The housing market, like most industries, has gone through the rigmarole since COVID-19 in adapting how it operates to abide by the latest government regulations. This has not only affected estate agents, mortgage lenders but the conveyancing process too.

If you’re about the begin the journey of buying and/or selling a property take a look at our guide on what to expect as the UK eases out of lockdown.

How has conveyancing changed to reduce the risk of COVID-19 transmission?

While health and safety was never an immediate consideration previously now this has become more of a key factor in reaching major milestones.

Therefore, partly due to the risk of completions being delayed by self-isolation etc, there is now more of a propensity to exchange and complete all on the same day (simultaneous exchange and completion).

This means conveyancers can assess on the morning of completion that everyone is able and ready to move before making it legally binding. However, as lockdown is being eased confidence is returning and these “sims” are reducing slightly.

Those in a long chain would be the least keen to go down the simultaneous route (it’s an added stress as someone could still pull out of the sale and the whole chain would collapse as well as logistics getting removals in etc). But similarly, in a long chain, you will end up with more risk of someone needing to self-isolate.

Have mortgage offers affected the progression of conveyancing transactions

It’s been widely reported that there has been a greater risk of mortgage lenders withdrawing mortgage offers after they’ve become more ‘active’ in checking up on recent applications to ascertain if a client’s circumstances have changed (e.g. furlough).

While we have always been aware of mortgage lenders withdrawing their offer to clients, it was highly unusual and has become more prevalent because of the pandemic. In turn, this is another reason we have seen an increase in simultaneous exchanges and completions.

Are ‘local lockdowns’ something to be concerned about if you’re moving in or out of a lockdown area?

While the UK was in complete lockdown there was clear guidance from the government on what house buyers/sellers could and couldn’t do during the pandemic. However, as we have eased out of lockdown the regulations have become less clear since Leicester became the first area to imposed a ‘local lockdown’.

As a result of this, the Conveyancing Association has provided new guidance with regards to home moves under local lockdowns.

The CA has been working with several bodies including the Government, MHCLG, Home Buying and Selling Group and in conclusion, the CA is in agreement that house moves can proceed.

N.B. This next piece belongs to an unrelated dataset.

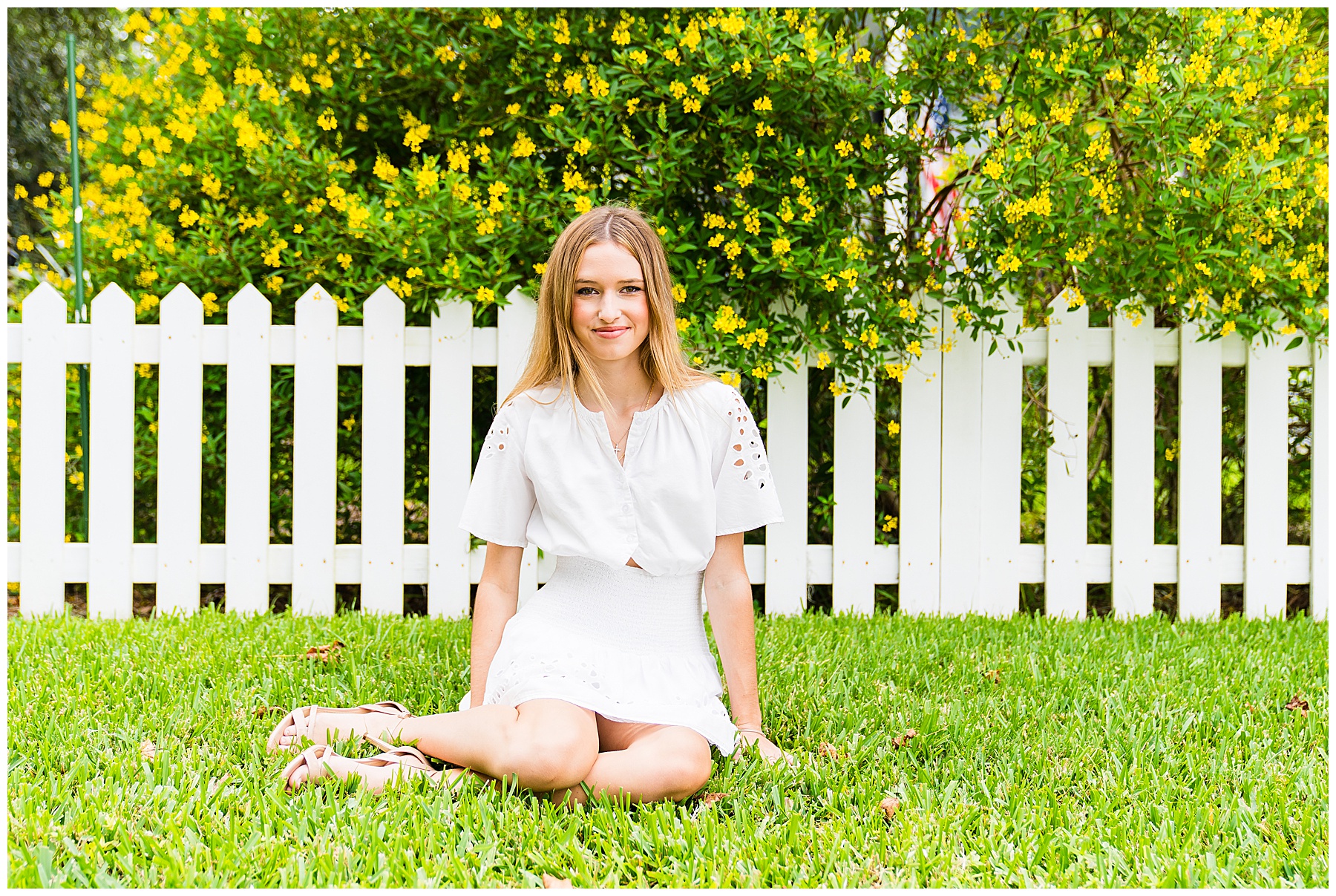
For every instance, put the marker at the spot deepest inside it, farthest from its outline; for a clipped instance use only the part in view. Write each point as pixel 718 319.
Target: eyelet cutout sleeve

The guidance suggests that, unless otherwise stated or legislated by Government or Public Health Guidance, conveyancers can continue to process transactions and move people within ‘local lockdown’ areas, as long as they are ensuring all recommended protections are employed, and that home movers are aware of their responsibilities in terms of protecting others.

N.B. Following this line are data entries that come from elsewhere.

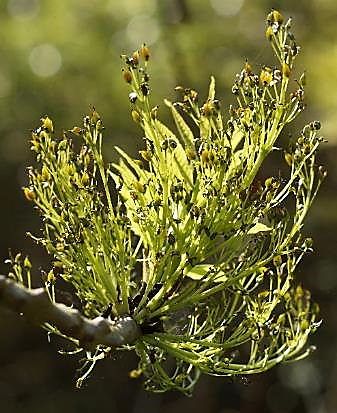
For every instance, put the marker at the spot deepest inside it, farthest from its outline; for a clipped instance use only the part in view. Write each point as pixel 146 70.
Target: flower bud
pixel 145 52
pixel 146 155
pixel 136 116
pixel 139 187
pixel 285 69
pixel 127 76
pixel 51 277
pixel 135 57
pixel 47 124
pixel 132 97
pixel 208 109
pixel 27 264
pixel 85 179
pixel 288 158
pixel 266 76
pixel 190 154
pixel 269 33
pixel 45 174
pixel 29 194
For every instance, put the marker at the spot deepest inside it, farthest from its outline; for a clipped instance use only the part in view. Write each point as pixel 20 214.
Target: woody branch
pixel 37 308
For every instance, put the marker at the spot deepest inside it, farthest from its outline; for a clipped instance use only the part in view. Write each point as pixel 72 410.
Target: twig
pixel 37 307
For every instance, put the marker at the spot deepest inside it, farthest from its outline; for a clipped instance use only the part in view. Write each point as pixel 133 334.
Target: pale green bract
pixel 188 240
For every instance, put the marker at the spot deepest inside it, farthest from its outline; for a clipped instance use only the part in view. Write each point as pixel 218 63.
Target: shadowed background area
pixel 60 58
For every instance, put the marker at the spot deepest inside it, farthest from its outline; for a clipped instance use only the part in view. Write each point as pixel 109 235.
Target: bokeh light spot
pixel 142 29
pixel 23 9
pixel 227 8
pixel 45 60
pixel 5 85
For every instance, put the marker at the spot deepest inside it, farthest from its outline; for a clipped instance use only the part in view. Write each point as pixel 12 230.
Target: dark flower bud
pixel 145 52
pixel 127 76
pixel 132 97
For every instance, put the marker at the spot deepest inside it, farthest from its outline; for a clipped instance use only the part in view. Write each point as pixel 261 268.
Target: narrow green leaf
pixel 184 130
pixel 259 227
pixel 211 91
pixel 199 271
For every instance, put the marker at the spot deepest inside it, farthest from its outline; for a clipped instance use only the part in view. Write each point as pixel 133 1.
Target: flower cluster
pixel 186 240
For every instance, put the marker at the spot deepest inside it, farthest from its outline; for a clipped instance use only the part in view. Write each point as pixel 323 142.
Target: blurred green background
pixel 60 57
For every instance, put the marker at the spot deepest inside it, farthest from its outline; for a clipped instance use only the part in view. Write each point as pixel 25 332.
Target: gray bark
pixel 36 306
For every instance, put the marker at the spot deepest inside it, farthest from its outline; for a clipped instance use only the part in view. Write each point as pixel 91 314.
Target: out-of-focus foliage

Stamp Duty Land Tax (SDLT)

More recently, the Chancellor announced that the threshold at which house buyers are charged SDLT has risen from £300,000 to £500,000. This means that the average stamp duty bill will fall by £4,500 according to Rishi Sunak with nearly nine out of 10 people buying a main home this year paying no stamp duty at all.

If you’re buying a property over £500,000 and are unsure about how much stamp duty you’ll be paying the Government has an online calculator to help you.

While some changes have still caused uncertainty within the housing market the good news is conveyancers are not incurring as many difficulties in obtaining documents from the other side’s solicitors as more firms have some staff in the office now. Also, estate agents are a lot more active in terms of sales progression which is good news for both buyers and sellers.